As far as frequency as a predictor of lexical cohesion is concerned, we can observe a fairly strong correlation (Pearson’s rank correlation, r = 0.693) between syntagmatic cohesion and normalized frequency, confirming the prediction of the syntagmatic strengthening principle. Arranged according to cohesion scores, the list is headed by the three most frequent items, that is, I don’t know, on the other hand and at the same time. It should also be noted that the other components of the frequency profiles are also high for these three items (except for distance in the case of I don’t know). The items ranking fifth and sixth, viz. at the end of the day and in the middle of the night, rank higher in syntagmatic cohesion than would be expected on the basis of their frequency, illustrating the confounding effect that idiomaticity has on frequency.

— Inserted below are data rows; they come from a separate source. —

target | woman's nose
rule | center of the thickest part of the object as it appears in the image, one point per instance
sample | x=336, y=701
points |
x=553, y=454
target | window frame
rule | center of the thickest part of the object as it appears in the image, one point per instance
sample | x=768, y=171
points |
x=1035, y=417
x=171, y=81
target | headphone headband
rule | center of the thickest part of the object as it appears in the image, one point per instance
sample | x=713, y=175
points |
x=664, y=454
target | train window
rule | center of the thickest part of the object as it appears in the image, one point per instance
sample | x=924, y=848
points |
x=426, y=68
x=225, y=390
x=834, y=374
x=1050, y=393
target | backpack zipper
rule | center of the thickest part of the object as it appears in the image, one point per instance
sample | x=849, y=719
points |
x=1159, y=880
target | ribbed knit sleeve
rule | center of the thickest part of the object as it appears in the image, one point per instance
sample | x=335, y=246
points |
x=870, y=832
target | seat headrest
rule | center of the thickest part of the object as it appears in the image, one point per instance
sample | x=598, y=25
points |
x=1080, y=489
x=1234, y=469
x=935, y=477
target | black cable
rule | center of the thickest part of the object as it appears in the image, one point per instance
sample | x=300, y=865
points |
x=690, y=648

The frequency parameters of proportion and distance also show interesting links to idiomaticity and syntagmatic cohesion, which are indicative of the special paradigmatic effects predicted by the syntagmatic strengthening principle. The expression at the same time stands out in this respect with an extremely high score for distance: it is more than nine times more frequent than the runner-up of the pattern, that is, at the other end. Further items boasting distance scores higher than 3 and high proportion scores include on the other hand, in the same way, at the end of the day, in the middle of the night as well as this is not to say and in such a way. For all of these cases, it is true to say that they ‘stand out’ from the frequency curves as was exemplified for the pattern in such a + in Figure 1.

The four types indicated in the final column of the table, which will be taken up below, can be distinguished by the following constellations of values:

(a) Extremely cohesive items which are highly frequent and/or idiomatic and boast high values for distance.

(b) Highly cohesive items which have high scores for idiomaticity and/or distance, but not necessarily high scores for frequency.

(d) One item where the source of the high rating for cohesion is unclear.

Summary

The main result of the study is that frequency and syntagmatic cohesions seem to correlate. This finding emerges from both types of analysis. Based on the prediction of the syntagmatic strengthening principle, I would venture the causal interpretation of this correlation that higher frequency is conducive to cohesion rather than the other way round.

Regarding idiomaticity, both types of analysis indicate that this factor is also conducive to syntagmatic cohesion, as was to be expected on the basis of the existing literature. However, the prediction of the syntagmatic strengthening principle that idiomaticity increases with frequency was only partly confirmed. This is also not surprising, since it is known that semantically idiomatic expression such idioms or proverbs tend to be used infrequently. The expectation that pragmatically idiomatic expressions such as routine formulae, discourse markers or partly idiomatic conventional phrases tend to be frequent is partly confirmed, but it is not the case that frequent expressions become idiomatic more or less automatically.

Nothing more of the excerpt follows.